Si de nombreux secteurs d’intérêt pour les citoyens sont directement concernés par le phénomène de la mondialisation, l’éducation occupe dans ce courant une position particulière qui justifie une réflexion approfondie : comme le signale Riccardo Petrella, l’école a pour « fonction d’apprendre à ‘ dire bonjour à l’autre ‘ ». Elle a donc pour rôle d’enseigner l’ouverture, sur d’autres pays, sur d’autres cultures. Elle tend donc à défendre, à promouvoir « la mondialité de notre condition commune », et non la « mondialisation » du savoir. La différence ? La « mondialisation », c’est l’uniformisation aveugle ; la « mondialité », c’est la reconnaissance de notre fonds commun et la naissance d’une solidarité mondiale. La nuance est de taille : la première est conditionnée par des diktats économiques et la seconde, par une solidarité entre les peuples. Ce n’est pas un hasard si c’est un syndicat d’enseignants qui propose cette réflexion, qui peut aussi être soumise au syndicalisme lui-même : Riccardo Petrella rappelle en effet qu’au XIXe siècle, les syndicats étaient internationalistes et qu’aujourd’hui, leur tendance « nationaliste » est encore très affirmée. Sans doute, la défense de la « mondialité de la condition humaine » passe-t’elle aussi par la « mondialisation de la lutte ».
C’est donc la vocation humaniste de l’enseignement que les États doivent défendre à tout prix, en refusant de soumettre l’éducation aux lois du marché de manière à permettre à chaque citoyen de se construire en tant que personne. La « Déclaration de solidarité » est claire sur ce point : « L’éducation n’est pas une marchandise ni un commerce, encore moins un privilège ; c’est une nécessité pour le développement de la citoyenneté et l’émancipation des personnes ».

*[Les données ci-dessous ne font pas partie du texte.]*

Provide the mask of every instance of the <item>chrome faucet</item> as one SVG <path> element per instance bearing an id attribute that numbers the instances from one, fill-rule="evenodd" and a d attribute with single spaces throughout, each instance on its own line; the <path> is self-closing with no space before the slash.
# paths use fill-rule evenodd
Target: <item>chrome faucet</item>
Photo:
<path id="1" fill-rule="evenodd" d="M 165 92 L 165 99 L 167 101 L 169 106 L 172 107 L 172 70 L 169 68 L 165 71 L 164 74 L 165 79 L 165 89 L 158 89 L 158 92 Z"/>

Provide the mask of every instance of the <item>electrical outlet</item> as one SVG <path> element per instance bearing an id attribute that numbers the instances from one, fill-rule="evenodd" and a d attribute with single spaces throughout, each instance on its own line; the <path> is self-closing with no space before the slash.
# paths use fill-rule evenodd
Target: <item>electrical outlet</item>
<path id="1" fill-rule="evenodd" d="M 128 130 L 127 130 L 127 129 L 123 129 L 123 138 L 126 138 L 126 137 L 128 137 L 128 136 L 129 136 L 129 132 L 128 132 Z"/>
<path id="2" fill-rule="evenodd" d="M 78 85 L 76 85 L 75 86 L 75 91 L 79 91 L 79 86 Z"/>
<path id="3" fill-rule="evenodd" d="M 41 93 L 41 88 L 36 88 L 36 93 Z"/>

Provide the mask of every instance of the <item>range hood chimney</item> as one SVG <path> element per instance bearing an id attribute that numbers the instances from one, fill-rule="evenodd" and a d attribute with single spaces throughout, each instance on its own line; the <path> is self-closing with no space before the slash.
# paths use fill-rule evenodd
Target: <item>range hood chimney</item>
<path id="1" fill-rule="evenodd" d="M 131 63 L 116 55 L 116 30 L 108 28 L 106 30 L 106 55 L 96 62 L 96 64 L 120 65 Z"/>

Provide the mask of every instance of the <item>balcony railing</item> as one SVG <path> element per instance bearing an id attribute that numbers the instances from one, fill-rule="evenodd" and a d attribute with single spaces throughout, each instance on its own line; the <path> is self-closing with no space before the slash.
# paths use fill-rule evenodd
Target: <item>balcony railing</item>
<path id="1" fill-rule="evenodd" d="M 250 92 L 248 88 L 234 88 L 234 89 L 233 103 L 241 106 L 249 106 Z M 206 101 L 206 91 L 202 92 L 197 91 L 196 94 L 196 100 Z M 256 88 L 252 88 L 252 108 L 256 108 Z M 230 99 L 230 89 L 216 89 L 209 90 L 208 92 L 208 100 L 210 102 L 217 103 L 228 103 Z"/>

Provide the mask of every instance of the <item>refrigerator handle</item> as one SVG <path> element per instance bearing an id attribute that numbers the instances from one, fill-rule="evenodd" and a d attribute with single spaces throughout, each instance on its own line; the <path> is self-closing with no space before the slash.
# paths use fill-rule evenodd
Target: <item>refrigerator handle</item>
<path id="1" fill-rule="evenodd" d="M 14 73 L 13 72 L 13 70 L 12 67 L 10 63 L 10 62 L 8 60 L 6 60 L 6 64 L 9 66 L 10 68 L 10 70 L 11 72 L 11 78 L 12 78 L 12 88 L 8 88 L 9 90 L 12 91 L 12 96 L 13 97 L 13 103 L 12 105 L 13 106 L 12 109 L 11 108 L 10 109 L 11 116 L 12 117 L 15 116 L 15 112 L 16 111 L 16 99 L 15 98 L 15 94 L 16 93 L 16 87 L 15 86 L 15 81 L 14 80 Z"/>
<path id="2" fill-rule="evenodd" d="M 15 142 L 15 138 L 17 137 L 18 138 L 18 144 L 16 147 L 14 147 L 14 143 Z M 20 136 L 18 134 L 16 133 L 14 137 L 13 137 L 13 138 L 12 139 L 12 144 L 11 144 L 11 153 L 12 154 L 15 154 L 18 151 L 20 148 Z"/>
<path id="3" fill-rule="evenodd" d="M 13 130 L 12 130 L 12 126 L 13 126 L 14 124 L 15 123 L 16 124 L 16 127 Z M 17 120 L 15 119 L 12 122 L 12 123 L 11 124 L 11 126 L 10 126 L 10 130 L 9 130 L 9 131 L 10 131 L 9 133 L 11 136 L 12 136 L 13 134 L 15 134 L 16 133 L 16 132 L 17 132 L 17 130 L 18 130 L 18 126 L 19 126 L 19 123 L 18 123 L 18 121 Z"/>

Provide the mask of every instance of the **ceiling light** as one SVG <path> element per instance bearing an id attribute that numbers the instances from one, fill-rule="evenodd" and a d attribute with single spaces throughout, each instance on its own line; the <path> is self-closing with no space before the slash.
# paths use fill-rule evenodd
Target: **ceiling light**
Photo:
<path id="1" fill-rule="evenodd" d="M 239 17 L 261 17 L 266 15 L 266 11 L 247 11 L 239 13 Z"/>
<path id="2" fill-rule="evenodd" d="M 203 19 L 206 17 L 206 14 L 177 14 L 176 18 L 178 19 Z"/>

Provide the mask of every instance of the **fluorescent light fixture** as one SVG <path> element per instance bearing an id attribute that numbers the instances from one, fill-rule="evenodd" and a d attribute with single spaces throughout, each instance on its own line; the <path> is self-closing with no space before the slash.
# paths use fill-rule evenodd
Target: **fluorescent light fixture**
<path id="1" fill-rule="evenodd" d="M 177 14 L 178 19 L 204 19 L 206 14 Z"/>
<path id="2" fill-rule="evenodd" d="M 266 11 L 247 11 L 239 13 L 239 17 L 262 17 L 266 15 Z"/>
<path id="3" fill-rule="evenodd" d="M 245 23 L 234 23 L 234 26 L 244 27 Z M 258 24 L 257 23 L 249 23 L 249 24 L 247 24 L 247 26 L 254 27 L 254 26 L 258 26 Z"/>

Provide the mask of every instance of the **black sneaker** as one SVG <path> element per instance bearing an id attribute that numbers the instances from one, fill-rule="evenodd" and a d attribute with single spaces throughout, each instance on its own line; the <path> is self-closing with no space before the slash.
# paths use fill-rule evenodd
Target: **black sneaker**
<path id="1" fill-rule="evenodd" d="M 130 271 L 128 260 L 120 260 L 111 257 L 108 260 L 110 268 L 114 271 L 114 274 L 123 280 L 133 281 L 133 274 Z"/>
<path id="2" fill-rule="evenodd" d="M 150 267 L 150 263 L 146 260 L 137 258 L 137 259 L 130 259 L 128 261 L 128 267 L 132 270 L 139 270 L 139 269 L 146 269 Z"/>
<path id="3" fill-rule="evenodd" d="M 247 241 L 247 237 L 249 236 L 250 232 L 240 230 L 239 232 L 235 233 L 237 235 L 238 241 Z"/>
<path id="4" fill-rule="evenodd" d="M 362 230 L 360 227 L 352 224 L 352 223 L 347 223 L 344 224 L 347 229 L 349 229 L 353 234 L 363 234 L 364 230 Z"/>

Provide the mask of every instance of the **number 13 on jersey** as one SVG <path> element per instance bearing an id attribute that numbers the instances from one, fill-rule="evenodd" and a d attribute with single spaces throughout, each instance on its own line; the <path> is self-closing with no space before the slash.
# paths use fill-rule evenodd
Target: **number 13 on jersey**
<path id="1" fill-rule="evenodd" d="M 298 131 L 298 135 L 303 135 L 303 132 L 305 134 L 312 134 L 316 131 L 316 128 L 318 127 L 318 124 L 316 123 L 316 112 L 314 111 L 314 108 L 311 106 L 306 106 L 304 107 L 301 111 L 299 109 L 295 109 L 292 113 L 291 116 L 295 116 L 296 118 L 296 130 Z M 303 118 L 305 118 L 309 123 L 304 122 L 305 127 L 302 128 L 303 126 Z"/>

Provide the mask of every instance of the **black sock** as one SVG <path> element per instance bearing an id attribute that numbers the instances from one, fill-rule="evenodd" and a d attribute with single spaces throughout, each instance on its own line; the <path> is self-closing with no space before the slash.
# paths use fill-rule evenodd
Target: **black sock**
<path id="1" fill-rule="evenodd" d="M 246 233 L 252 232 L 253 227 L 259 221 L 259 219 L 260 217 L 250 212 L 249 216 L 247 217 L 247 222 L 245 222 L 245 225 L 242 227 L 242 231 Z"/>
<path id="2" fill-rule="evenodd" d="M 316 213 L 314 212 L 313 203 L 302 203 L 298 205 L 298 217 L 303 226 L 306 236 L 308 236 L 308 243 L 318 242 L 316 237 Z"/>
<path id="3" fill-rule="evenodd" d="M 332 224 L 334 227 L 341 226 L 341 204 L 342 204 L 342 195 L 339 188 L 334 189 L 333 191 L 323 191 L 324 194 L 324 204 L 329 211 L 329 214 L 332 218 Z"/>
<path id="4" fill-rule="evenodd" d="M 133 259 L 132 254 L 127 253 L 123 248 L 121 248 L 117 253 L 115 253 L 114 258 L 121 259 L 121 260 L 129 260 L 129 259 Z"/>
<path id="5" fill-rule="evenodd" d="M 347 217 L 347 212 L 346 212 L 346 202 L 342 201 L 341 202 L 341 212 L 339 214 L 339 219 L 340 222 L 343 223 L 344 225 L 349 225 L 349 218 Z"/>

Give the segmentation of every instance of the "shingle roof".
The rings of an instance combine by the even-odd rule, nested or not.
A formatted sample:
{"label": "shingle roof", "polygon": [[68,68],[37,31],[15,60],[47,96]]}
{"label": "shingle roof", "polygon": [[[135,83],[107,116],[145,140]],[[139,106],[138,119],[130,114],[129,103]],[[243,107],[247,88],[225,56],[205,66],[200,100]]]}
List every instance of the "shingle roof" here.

Maurice Tardif nous rappelle que « la création de systèmes d’enseignement publics fondés sur une logique d’inclusion et de démocratisation est un phénomène très récent ». De fait, ce n’est que depuis la deuxième moitié du XXe siècle – et dans la grande majorité des pays occidentaux, à tout le moins – que l’éducation est accessible à tous. Il incombe peut-être aujourd’hui aux citoyens du monde de faire en sorte que ce droit soit octroyé aux plus démunis et d’en empêcher le recul et l’asservissement à une prétendue rentabilité.